If delayed blast fireball was cast on the mimes, would they be considered land mimes?


----------



## Angel Tarragon (Dec 20, 2005)

Ever since that Highlander episode, I have hated mimes with a passion.


----------



## trancejeremy (Dec 20, 2005)

The only time I like mimes is when they are on radio...


----------



## Angel Tarragon (Dec 20, 2005)

trancejeremy said:
			
		

> The only time I like mimes is when they are on radio...



Quoted for truthery.


----------



## mythusmage (Dec 20, 2005)

I don't mime.


----------



## Hand of Evil (Dec 20, 2005)




----------



## Angel Tarragon (Dec 20, 2005)

Hand of Evil said:
			
		

>



Ack! Just say no!!!!!


----------



## Psychic Warrior (Dec 20, 2005)

Len said:
			
		

> The cheescake ads were bad enough. But _mimes??!!_ Have you no shame whatsoever?




I heard it was done due to popular demand.






Or spite.


----------



## DaveMage (Dec 20, 2005)

Hand of Evil said:
			
		

>




Lock phasers on target...


----------



## Angel Tarragon (Dec 20, 2005)

DaveMage said:
			
		

> Lock phasers on target...



and target vaporized.


----------



## Psychic Warrior (Dec 20, 2005)

Hand of Evil said:
			
		

>




That would be the best avatar ever.


----------



## Hand of Evil (Dec 20, 2005)

Psychic Warrior said:
			
		

> That would be the best avatar ever.



What is avatar size?


----------



## Hand of Evil (Dec 20, 2005)

let see...resized


----------



## Hand of Evil (Dec 20, 2005)

look more


----------



## TheLe (Dec 20, 2005)

*Mimes*

Just to make sure we are all on the same page. You are talking about the mime ads found:
http://www.enworld.org/showthread.php?t=159627

Right?


`The Le
God loves, Mimes kill.


----------



## DaveMage (Dec 20, 2005)

I would select one of those mimes as my avatar, but then I'd have to kill myself.


----------



## Crothian (Dec 20, 2005)

Frukathka said:
			
		

> Ever since that Highlander episode, I have hated mimes with a passion.

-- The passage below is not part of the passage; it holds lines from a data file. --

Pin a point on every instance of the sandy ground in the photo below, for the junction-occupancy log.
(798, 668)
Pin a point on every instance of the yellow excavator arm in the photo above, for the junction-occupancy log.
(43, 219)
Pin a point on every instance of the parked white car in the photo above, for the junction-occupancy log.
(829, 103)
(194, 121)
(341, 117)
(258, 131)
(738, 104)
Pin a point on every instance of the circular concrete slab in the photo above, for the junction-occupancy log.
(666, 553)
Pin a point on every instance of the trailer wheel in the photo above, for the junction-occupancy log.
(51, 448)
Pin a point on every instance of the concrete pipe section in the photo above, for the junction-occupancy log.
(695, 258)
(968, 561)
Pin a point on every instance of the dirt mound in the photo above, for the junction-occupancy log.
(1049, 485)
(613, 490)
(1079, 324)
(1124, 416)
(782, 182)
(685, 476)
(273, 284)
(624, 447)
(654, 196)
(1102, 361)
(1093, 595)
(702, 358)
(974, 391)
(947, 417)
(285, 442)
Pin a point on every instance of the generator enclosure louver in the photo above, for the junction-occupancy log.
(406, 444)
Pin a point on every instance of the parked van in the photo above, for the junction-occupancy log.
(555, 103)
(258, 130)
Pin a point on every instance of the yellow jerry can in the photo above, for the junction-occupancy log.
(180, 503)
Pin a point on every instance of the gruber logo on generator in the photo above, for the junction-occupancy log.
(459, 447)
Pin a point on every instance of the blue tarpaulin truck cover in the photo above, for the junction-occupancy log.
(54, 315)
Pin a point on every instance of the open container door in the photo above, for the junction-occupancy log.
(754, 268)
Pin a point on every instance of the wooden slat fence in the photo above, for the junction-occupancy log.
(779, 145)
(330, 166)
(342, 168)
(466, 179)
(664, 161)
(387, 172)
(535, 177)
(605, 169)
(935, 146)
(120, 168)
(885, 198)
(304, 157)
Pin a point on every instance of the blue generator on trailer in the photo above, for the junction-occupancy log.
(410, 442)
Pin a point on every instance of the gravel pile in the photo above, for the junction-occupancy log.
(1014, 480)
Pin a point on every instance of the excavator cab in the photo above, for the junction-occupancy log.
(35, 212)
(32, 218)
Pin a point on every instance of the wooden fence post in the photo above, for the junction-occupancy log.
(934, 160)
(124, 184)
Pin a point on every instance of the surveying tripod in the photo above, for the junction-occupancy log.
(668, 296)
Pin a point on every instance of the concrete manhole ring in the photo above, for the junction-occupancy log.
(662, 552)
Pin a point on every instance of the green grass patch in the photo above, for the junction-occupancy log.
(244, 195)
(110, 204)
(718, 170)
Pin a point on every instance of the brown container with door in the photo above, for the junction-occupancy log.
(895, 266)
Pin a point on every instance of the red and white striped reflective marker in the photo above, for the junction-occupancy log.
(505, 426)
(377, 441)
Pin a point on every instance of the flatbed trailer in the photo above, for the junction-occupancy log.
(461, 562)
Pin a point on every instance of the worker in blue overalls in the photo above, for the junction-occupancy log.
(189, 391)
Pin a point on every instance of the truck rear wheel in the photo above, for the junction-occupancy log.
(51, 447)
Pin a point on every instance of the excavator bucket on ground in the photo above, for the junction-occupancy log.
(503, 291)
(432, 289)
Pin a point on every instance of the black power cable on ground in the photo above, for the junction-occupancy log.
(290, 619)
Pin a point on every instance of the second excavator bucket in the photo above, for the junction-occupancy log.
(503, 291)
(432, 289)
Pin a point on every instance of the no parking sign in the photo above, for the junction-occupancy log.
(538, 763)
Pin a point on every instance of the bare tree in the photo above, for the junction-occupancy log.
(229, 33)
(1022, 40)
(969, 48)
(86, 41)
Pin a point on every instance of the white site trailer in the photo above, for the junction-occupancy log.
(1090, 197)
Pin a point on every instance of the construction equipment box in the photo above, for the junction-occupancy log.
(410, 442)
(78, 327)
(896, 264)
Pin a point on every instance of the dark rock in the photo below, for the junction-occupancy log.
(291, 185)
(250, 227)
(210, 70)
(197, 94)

That was a cool episdoe...great assassinations in that one!!


----------



## Crothian (Dec 20, 2005)

DaveMage said:
			
		

> I would select one of those mimes as my avatar, but then I'd have to kill myself.

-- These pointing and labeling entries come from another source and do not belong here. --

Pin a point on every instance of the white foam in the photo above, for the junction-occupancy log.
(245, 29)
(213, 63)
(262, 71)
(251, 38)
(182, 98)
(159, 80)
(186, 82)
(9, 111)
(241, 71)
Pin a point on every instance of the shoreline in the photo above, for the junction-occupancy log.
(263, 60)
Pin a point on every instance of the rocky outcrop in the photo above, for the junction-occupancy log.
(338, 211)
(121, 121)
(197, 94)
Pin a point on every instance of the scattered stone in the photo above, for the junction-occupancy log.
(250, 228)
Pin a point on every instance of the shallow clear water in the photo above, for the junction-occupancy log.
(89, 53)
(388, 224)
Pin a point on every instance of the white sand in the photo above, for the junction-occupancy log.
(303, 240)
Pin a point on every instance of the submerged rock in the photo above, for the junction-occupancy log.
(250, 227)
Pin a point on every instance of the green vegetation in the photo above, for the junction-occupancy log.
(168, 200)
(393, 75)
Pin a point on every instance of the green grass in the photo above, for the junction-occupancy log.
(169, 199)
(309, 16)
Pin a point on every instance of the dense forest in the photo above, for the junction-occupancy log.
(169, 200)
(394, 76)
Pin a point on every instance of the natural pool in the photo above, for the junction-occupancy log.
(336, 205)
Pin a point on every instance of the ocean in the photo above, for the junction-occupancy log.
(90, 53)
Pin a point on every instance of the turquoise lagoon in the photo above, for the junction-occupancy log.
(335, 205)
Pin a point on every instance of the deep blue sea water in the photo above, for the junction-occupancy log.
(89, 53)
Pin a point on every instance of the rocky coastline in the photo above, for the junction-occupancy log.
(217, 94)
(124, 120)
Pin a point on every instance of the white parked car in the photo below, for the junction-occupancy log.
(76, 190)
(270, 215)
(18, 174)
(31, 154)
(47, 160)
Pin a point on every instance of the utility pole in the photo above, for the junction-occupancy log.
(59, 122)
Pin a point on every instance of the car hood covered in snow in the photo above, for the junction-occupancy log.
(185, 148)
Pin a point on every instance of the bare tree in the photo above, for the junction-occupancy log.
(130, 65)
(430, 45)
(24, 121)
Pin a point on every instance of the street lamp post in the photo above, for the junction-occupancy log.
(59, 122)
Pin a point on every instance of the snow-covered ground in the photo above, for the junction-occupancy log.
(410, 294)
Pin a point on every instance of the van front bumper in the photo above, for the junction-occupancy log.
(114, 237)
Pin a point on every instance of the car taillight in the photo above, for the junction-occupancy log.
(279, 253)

You could then turn vuiewing avatars off so you wouldn't have to see it


----------



## Angel Tarragon (Dec 20, 2005)

Crothian said:
			
		

> That was a cool episdoe...great assassinations in that one!!



Yeah, agreed. I loved the episode and the vilain was a classic.


----------



## Len (Dec 21, 2005)

TheLe said:
			
		

> Just to make sure we are all on the same page. You are talking about the mime ads found:
> http://www.enworld.org/showthread.php?t=159627



Yes. I guess it took me a week to notice them.


----------



## Staffan (Dec 21, 2005)

The best mime ever was in Planescape: Torment. See, in the outer planes, belief equals truth. And this mime was so good that he could really make his audience believe he was trapped in an invisible box. He had a pretty desperate look on his face...


----------



## Plane Sailing (Dec 21, 2005)

Why all the hate for mimes?

I first came across it in the Discworld books (The Patrician hates mimes), but it seems terribly generic now.

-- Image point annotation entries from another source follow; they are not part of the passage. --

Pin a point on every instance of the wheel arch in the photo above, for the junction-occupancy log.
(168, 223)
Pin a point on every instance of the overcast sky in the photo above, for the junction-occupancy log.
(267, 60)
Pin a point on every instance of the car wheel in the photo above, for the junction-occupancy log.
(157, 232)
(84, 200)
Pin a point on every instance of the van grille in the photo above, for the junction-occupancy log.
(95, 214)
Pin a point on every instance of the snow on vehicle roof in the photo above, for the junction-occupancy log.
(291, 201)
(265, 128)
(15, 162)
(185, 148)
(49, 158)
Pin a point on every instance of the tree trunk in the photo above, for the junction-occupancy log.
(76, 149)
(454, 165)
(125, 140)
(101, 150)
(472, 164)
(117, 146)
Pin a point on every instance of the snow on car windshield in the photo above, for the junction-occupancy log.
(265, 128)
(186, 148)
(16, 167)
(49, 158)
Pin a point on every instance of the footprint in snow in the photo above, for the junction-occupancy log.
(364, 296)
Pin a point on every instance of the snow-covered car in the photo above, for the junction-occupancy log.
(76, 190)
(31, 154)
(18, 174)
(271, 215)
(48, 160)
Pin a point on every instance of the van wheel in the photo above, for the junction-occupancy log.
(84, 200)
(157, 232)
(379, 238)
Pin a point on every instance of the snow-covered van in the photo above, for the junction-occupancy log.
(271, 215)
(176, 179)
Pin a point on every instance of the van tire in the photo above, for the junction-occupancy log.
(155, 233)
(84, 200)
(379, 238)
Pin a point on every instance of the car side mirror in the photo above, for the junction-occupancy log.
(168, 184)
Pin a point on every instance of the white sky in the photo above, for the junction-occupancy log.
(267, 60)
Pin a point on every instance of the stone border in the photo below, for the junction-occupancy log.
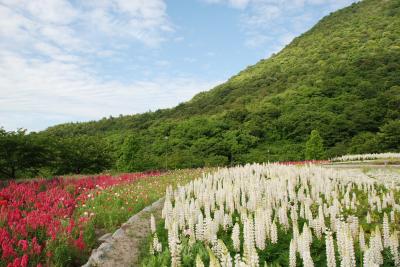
(122, 248)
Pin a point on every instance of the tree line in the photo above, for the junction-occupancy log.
(200, 142)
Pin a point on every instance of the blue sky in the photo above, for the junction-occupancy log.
(63, 61)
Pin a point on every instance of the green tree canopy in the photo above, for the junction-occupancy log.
(21, 154)
(315, 146)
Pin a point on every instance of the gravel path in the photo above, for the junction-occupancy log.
(123, 247)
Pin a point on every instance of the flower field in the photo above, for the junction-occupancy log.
(56, 222)
(279, 215)
(364, 157)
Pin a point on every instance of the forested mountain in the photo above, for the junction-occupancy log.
(341, 78)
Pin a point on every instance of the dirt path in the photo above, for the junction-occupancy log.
(124, 246)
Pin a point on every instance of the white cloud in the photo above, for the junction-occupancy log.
(49, 49)
(240, 4)
(61, 92)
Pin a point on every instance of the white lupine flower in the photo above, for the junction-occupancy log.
(152, 224)
(265, 197)
(394, 247)
(157, 246)
(361, 240)
(292, 253)
(199, 262)
(330, 250)
(369, 218)
(274, 233)
(386, 231)
(236, 237)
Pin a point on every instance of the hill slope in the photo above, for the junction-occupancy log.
(342, 78)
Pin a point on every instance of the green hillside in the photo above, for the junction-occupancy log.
(341, 78)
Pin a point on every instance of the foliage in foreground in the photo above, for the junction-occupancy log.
(56, 222)
(277, 215)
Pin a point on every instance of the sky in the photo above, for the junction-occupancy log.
(69, 60)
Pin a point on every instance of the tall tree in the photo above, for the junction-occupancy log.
(315, 146)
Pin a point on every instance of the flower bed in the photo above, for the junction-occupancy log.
(38, 220)
(276, 215)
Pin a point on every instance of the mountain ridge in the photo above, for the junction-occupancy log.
(342, 77)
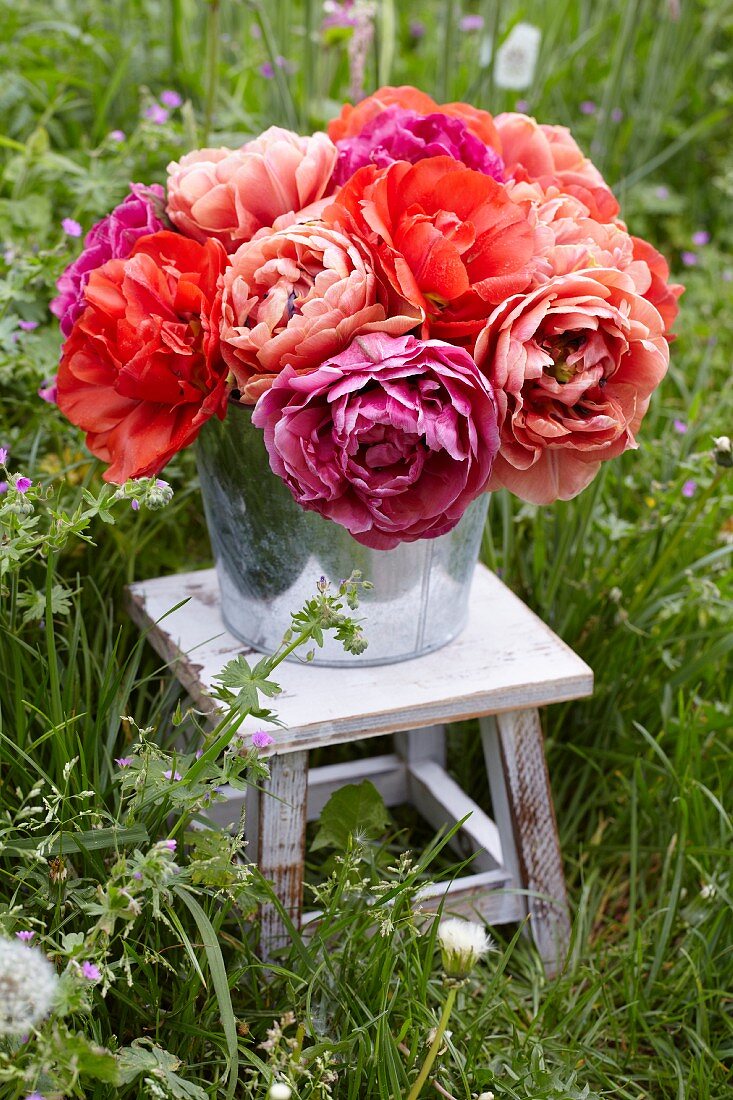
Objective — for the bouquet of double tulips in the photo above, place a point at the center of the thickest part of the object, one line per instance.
(423, 304)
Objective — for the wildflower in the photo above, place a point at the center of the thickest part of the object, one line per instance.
(48, 391)
(516, 58)
(462, 944)
(723, 451)
(156, 114)
(172, 99)
(70, 227)
(28, 987)
(280, 1090)
(261, 739)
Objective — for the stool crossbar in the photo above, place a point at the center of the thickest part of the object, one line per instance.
(503, 667)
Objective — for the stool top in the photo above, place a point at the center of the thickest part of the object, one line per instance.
(505, 659)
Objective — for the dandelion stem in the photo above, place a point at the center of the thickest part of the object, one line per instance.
(435, 1045)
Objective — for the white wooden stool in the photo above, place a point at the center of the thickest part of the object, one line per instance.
(504, 666)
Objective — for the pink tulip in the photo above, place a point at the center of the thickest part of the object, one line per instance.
(573, 365)
(232, 194)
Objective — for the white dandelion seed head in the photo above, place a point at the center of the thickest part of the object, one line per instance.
(28, 987)
(280, 1090)
(462, 943)
(516, 57)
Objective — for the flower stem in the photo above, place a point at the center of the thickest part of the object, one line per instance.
(435, 1045)
(211, 66)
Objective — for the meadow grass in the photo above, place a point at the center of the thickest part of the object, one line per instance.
(634, 574)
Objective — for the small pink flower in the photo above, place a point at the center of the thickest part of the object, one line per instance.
(48, 391)
(70, 227)
(261, 739)
(90, 971)
(156, 114)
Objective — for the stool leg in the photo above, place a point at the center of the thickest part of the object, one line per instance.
(281, 844)
(525, 801)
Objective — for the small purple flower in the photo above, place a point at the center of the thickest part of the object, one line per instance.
(156, 114)
(48, 391)
(171, 98)
(72, 228)
(261, 739)
(90, 971)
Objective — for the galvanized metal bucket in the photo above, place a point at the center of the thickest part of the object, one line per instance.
(270, 553)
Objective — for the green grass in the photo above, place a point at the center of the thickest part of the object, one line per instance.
(634, 574)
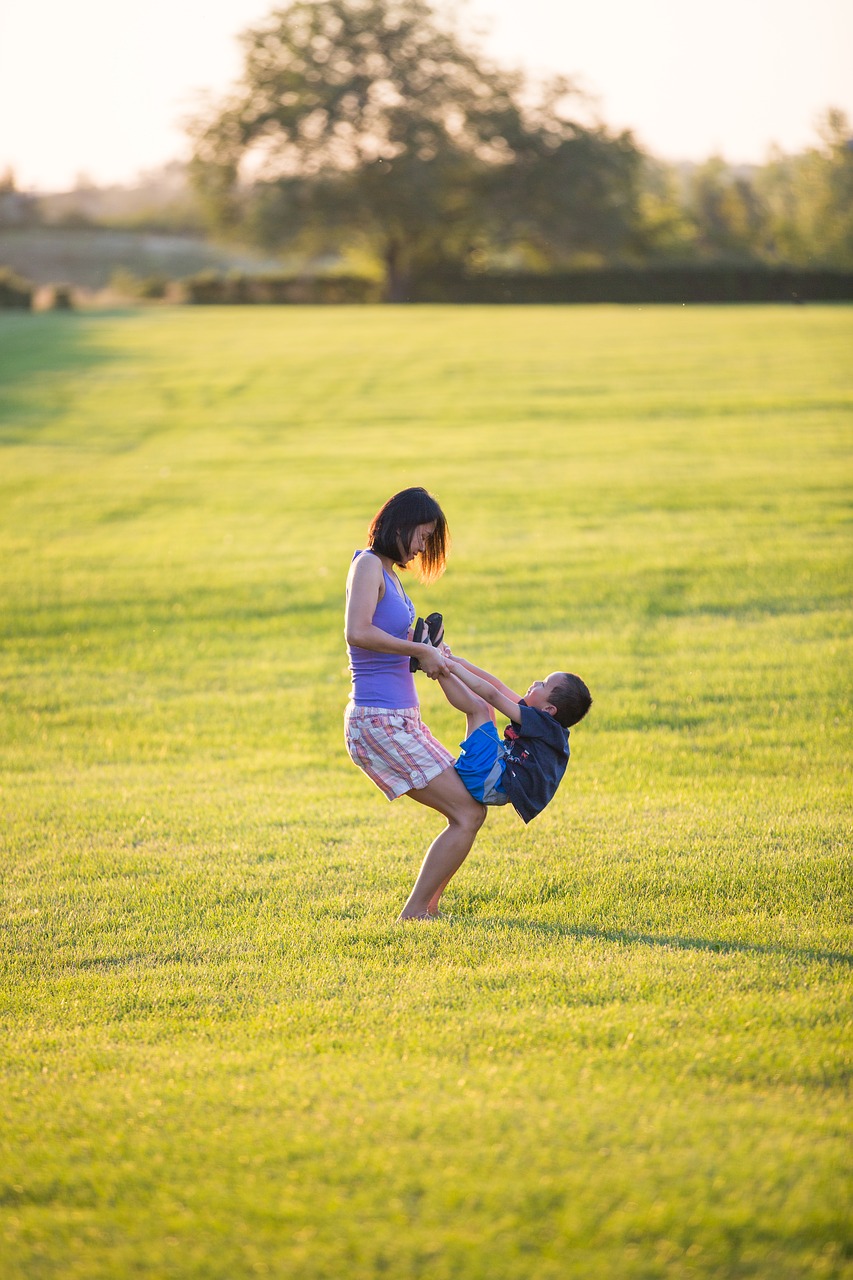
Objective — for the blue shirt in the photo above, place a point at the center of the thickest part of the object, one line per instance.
(537, 759)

I quite like mimes - I find them entertaining!


----------



## Hand of Evil (Dec 21, 2005)

Plane Sailing said:
			
		

> Why all the hate for mimes?
> 
> I first came across it in the Discworld books (The Patrician hates mimes), but it seems terribly generic now.
> 
> I quite like mimes - I find them entertaining!




until you are mimed...then it is not so entertaining...


----------



## TheLe (Dec 21, 2005)

Coming late next year:


----------



## Darkness (Dec 21, 2005)

TheLe said:
			
		

> Coming late next year:



 Is that a monster book?


----------



## Hand of Evil (Dec 21, 2005)

If we could get a mod behind us we could change LEN's avatar to a mime, just for the kicks!


----------



## werk (Dec 21, 2005)

My wife goes to school with a mime.  He's from Japan and somewhat famous there (or so he claims) for his mimery.  He calls himself 'the talking mime' and does a sort of stand-up comedy routine with crazy, physics defying mime moves.

(and my favorite part of Shakes the Clown is when they beat up the mimes in the park)
"MIMES!!!"
"Oh @#$%, clowns...RUN!""


----------



## Len (Dec 22, 2005)

Hand of Evil said:
			
		

> If we could get a mod behind us we could change LEN's avatar to a mime, just for the kicks!



Ha! That's exactly why I don't _have_ an avatar.


----------



## TheLe (Dec 23, 2005)

werk said:
			
		

> My wife goes to school with a mime.  He's from Japan and somewhat famous there (or so he claims) for his mimery.  He calls himself 'the talking mime' and does a sort of stand-up comedy routine with crazy, physics defying mime moves.




That is so unbelievably cool yet creepy at the same time. 

I love it.







-The' Le


----------